Monday, September 22, 2014

An Archeologist Finds a Passage

I dreamt I found a planet of my own.
And now I wake to find the dream has changed
me, changed everything, suffused our lives
in streams of quantum time whose waters bled
the homeland riverbeds. The surgeon’s arc
of dawn won’t cauterize the flower heads.
I dreamt I lived alone in my own world.
And now I wake to find I do. Oh where
in sleep does twilight mine the salt of sea?
I saw you in that land of future palms
that yielded many dates to not exist,
and saw myself, as though I was before
a mirror that reflected on itself,
and never gleaned how time translates to time,
how beauty bides within a foreign script,
its hapax legomena unpronounced.
I dreamt I scrawled your name in water
backwards, with my left hand, and didn’t know
how hard the coming tide would flay the shore.
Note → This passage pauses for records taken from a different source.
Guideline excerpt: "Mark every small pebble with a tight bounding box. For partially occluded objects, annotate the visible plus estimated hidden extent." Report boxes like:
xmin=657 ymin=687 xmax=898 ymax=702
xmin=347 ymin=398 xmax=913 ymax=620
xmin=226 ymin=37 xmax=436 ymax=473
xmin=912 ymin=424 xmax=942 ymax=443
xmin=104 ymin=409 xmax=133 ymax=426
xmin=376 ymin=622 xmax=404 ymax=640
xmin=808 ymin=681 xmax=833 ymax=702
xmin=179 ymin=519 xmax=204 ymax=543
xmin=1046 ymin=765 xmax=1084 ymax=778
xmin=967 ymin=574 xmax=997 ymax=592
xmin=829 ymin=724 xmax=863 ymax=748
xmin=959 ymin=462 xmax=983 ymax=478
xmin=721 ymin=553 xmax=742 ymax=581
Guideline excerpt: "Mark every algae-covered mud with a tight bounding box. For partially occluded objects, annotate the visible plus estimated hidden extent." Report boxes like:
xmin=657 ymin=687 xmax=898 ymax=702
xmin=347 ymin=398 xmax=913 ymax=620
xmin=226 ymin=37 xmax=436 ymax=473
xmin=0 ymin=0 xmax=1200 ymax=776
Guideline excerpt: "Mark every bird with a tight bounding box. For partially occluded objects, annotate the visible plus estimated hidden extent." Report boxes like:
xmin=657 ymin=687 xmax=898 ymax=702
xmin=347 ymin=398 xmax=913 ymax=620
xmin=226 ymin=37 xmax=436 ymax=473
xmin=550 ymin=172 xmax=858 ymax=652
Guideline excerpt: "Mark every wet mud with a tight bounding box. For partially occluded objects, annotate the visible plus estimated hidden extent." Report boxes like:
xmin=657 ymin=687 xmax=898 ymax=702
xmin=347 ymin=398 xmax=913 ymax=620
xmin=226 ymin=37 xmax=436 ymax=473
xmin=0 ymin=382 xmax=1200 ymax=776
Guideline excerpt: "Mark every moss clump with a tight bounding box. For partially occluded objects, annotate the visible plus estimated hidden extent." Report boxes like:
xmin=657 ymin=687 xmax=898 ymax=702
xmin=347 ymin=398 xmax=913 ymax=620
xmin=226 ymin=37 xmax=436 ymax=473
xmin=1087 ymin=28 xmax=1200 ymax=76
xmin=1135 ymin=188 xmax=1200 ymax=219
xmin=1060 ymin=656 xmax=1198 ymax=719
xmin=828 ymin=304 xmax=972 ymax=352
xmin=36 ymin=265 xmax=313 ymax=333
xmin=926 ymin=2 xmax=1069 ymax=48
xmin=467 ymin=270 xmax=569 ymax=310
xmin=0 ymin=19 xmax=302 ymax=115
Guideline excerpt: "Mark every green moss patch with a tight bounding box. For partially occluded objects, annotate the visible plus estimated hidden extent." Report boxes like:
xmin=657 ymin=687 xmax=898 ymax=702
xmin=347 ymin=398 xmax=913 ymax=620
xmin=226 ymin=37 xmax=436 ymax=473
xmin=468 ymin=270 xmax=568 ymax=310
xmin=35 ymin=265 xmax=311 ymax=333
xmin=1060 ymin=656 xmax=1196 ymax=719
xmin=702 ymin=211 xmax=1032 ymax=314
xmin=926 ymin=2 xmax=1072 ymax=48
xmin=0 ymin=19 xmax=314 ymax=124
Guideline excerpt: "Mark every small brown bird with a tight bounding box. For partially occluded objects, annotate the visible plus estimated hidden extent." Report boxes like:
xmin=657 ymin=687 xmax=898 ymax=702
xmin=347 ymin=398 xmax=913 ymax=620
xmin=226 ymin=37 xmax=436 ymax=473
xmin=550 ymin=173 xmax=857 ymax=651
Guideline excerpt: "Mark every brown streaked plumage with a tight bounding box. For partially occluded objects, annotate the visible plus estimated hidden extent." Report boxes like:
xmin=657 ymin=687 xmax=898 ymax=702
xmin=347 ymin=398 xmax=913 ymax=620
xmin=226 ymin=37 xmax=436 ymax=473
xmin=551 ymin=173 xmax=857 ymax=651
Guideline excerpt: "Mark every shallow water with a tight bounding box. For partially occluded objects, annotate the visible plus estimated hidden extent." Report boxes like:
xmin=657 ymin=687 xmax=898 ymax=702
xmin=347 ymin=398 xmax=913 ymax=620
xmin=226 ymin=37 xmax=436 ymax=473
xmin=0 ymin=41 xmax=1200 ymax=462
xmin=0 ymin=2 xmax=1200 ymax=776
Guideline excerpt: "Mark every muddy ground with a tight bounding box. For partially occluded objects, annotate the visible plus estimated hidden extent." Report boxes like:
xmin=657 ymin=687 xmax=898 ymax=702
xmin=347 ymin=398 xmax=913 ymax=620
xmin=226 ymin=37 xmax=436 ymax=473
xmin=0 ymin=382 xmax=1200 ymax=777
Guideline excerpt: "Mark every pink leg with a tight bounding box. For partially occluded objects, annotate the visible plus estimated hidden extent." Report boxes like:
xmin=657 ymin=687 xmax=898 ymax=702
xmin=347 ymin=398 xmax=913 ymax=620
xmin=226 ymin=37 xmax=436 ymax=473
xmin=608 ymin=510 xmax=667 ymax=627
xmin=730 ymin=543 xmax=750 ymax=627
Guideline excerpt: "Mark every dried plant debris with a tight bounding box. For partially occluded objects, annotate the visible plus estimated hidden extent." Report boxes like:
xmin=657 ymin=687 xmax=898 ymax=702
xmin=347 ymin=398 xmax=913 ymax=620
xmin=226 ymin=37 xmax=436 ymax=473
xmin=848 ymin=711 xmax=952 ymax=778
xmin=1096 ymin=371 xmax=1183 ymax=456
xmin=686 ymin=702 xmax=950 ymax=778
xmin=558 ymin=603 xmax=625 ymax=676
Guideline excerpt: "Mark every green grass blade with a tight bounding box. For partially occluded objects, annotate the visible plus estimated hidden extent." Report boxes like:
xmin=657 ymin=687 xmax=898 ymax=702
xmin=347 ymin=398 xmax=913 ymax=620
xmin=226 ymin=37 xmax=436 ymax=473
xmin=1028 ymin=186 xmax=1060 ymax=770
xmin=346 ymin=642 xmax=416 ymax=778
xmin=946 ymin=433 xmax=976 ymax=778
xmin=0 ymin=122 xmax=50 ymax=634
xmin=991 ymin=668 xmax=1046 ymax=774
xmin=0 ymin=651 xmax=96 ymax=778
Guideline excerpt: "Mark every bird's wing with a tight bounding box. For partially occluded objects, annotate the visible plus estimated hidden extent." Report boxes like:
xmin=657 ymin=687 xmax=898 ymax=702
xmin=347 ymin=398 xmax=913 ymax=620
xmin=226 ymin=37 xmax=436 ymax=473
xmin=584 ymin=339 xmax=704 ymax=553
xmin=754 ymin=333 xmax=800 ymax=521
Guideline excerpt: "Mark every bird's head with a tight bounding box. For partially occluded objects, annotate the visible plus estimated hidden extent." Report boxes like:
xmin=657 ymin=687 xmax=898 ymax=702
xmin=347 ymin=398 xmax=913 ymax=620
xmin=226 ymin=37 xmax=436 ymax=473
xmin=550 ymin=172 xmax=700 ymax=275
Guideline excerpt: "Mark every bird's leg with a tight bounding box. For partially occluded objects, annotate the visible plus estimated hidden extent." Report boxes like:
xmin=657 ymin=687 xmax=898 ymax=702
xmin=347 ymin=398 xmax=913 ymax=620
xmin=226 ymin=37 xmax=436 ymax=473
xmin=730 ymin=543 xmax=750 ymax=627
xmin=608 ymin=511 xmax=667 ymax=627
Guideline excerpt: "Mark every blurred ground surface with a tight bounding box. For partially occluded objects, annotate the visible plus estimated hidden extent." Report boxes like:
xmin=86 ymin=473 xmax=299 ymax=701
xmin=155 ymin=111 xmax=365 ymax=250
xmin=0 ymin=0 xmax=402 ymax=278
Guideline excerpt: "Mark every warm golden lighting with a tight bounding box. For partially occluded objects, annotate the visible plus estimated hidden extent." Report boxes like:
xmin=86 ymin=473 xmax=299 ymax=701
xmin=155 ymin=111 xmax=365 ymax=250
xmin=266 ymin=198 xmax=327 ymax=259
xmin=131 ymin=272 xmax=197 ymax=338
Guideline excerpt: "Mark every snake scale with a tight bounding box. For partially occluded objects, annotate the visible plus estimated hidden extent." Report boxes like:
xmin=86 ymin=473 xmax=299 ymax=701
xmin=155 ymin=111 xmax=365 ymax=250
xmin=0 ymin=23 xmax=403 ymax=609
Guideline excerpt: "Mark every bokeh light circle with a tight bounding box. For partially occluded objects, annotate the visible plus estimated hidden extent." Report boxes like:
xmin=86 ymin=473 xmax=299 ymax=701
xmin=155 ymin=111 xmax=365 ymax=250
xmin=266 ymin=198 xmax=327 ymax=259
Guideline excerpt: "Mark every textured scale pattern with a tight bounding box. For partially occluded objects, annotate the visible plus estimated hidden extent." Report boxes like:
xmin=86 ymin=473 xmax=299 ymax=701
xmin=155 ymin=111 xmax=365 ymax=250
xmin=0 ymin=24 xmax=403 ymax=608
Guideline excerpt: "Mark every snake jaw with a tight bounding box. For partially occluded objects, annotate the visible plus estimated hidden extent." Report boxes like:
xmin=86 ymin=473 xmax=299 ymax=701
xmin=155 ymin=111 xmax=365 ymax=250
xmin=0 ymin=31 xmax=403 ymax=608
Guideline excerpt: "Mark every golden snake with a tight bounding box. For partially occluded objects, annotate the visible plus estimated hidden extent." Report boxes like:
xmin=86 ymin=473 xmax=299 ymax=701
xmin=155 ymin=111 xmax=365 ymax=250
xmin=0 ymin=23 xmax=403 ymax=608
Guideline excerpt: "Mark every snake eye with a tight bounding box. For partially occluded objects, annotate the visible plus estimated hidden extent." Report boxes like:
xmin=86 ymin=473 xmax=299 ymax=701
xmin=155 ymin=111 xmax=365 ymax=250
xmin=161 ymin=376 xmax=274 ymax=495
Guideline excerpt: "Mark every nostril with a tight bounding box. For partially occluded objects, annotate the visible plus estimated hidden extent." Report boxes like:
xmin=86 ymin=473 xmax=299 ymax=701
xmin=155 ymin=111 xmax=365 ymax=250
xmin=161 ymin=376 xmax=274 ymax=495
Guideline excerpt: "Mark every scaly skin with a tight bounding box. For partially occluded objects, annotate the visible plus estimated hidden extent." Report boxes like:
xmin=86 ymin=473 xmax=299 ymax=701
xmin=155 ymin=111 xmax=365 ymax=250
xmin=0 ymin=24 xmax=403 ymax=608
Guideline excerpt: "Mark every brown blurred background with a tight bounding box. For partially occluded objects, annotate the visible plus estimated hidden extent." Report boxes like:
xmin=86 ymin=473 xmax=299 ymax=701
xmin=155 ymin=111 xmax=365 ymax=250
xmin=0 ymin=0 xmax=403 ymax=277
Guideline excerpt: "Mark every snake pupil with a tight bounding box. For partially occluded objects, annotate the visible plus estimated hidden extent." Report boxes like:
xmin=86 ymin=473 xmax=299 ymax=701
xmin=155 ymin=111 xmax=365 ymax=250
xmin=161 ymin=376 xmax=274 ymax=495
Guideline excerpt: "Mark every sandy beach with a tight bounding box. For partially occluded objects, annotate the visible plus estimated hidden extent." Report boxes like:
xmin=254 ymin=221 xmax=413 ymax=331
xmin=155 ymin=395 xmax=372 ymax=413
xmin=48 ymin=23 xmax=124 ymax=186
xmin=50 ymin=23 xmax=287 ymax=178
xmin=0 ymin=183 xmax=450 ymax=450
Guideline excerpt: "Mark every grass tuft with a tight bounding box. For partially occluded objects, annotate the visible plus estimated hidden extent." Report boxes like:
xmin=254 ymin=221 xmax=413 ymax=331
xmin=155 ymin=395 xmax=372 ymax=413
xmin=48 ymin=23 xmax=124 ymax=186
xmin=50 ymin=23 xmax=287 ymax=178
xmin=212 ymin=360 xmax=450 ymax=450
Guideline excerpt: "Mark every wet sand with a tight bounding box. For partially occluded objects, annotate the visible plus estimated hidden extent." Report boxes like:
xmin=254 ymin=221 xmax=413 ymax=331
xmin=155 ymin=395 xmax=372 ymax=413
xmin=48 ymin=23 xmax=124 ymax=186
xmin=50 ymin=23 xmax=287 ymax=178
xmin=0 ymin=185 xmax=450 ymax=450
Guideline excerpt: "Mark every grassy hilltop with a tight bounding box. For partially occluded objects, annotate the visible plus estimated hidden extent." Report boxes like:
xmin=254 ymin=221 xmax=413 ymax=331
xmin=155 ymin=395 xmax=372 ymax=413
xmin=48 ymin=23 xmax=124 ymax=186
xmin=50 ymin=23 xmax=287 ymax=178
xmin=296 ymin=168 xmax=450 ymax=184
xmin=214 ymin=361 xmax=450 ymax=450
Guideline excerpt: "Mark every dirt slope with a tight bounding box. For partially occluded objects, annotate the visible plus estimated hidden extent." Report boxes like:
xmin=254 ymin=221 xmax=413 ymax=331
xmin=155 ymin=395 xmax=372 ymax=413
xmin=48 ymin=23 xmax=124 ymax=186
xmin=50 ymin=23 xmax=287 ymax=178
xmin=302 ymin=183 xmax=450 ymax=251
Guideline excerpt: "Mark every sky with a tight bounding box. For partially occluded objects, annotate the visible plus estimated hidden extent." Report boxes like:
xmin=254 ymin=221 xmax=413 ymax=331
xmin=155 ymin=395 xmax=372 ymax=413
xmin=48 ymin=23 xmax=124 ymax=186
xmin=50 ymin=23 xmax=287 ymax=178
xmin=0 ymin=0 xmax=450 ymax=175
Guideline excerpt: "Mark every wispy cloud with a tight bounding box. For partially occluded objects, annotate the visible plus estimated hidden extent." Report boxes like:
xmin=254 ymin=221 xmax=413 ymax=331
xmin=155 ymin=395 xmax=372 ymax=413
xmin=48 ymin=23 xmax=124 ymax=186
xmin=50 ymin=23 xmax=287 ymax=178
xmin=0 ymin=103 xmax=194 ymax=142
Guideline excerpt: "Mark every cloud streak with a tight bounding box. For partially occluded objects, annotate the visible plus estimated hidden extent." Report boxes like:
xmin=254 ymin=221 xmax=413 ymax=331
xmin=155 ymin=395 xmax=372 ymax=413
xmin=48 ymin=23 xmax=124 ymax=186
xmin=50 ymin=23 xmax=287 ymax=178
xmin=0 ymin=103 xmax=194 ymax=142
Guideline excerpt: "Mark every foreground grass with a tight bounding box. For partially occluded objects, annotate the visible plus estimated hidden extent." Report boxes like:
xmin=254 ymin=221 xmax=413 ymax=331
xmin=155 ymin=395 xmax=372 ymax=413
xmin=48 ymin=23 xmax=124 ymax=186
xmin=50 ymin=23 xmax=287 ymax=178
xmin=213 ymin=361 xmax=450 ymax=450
Why does slow aeolian erosion
compose its domed abodes of clocks and chimes?
My god, why? But forsake me, forgo me.
My shadow turned away from you. The reeds
are growing in my chest and in my eyes.
The photons fell in different ways for you.
And white dwarfs dissolved in cups of tea.
The light fell off the tower’s edge and crashed
into an atrium. One third a life
in twenty minutes, lived, unlived- can’t say.
I tried to touch the autumn of your face:
The moisture dripped beyond where space extends
but I distilled it, undripped, untocked.
I crossed the bridge of stolen time with you
and never learned the legend of your youth,
the pre-eternal garden speaking sleep,
or how the oak trees grew within your veins
because I missed the words, and let my breath
pass above your hair, like something being said.